Careful attention to technique and avoidance of local anesthetic infiltration deep to the transverse abdominis may help to avoid this complication. The above study does not speculate on the volume or concentration required to cause TFNP, but in a separate study by Wulf et al. examining plasma concentrations of escalating concentrations of ropivicaine after ilio-inguinal nerve block, sensory block was consistent throughout dosage concentrations, while motor block was seen only in the higher doses of ropivicaine. (7) Considering this, it would seem prudent to use the least amount and lowest concentration of local anesthetic required when performing this block. This would limit the amount of local anesthetic available to follow this fascial plane leading to TFNP.
Some reports have speculated that the incidence of TFNP may be reduced by performing the block under direct visualization by the surgeon after the surgical incision.

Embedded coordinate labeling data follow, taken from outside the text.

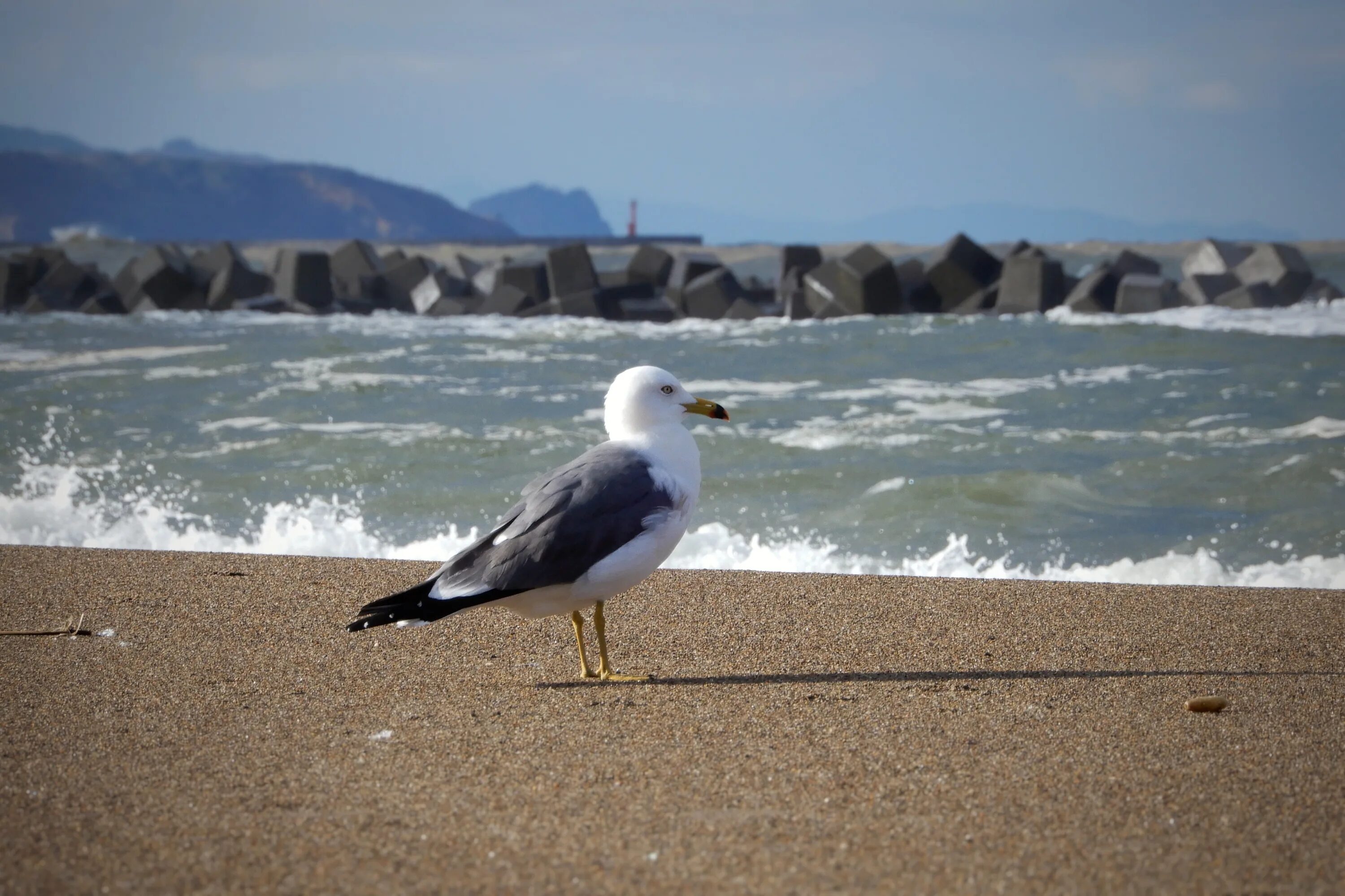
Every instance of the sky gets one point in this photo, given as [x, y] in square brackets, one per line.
[1183, 111]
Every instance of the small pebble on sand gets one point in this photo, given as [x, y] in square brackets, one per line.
[1206, 704]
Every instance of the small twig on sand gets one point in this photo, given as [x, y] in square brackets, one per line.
[73, 629]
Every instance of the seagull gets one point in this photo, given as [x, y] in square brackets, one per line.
[581, 533]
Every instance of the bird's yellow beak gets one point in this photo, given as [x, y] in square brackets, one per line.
[708, 408]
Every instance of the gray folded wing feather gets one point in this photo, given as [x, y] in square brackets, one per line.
[568, 520]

Ghani et al. in 2002 reported a retrospective analysis of the incidence of TFNP at their institution. The data from this study showed no difference in the incidence of TFNP whether the ilio-inguinal nerve block was performed by an anesthesiologist preoperatively or performed peri-operatively under direct vision by the surgeon. In both cases the incidence of TFNP was approximately 5-6%. (8)

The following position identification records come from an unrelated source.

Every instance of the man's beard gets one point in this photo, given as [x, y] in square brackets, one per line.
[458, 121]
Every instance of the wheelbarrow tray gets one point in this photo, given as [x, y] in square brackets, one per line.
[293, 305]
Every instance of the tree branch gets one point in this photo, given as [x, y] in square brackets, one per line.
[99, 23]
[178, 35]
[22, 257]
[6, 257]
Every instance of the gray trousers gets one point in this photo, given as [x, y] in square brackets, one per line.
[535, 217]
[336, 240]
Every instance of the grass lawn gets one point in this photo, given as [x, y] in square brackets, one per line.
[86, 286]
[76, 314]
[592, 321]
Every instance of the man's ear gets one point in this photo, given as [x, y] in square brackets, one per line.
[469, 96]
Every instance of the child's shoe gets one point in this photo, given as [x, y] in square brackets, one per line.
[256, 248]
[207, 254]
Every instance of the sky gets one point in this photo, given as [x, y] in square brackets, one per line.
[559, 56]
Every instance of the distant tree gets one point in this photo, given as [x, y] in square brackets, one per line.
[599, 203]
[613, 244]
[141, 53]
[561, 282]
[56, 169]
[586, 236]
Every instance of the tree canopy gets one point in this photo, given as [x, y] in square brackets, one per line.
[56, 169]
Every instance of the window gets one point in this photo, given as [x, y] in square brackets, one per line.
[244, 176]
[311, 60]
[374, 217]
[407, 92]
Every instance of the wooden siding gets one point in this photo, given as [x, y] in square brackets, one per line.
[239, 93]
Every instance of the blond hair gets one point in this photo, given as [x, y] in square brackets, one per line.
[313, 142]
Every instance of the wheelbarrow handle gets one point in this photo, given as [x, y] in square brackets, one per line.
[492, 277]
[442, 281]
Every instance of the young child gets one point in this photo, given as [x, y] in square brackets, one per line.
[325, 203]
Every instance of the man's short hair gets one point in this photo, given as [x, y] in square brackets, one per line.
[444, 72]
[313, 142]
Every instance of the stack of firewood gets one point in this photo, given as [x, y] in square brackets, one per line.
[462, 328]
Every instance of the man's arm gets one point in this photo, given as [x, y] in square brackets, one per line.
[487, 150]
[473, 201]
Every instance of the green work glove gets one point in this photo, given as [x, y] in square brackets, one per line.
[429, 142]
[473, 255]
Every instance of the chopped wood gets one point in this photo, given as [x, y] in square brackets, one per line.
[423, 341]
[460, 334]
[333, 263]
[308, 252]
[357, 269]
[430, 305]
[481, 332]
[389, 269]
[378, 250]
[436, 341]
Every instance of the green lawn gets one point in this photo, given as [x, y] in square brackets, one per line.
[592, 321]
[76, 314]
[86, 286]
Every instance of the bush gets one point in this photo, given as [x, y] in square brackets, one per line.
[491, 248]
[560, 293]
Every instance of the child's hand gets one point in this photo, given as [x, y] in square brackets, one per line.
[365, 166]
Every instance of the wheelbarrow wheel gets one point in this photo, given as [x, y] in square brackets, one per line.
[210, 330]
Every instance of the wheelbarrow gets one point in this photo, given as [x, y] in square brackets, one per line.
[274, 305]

TFNP is a complication that rarely leads to any lasting morbidity, but can lead to an increase in PACU resources, as well as, increased length of hospital stay, as well as a potential health hazard for patients with unrecognized leg weakness. Because of this, a high index of awareness to the proximity of the femoral nerve to the inguinal canal and the signs of femoral nerve palsy, by the anesthesiologist and PACU personnel, is needed to prevent further complications or even injury when it does occur.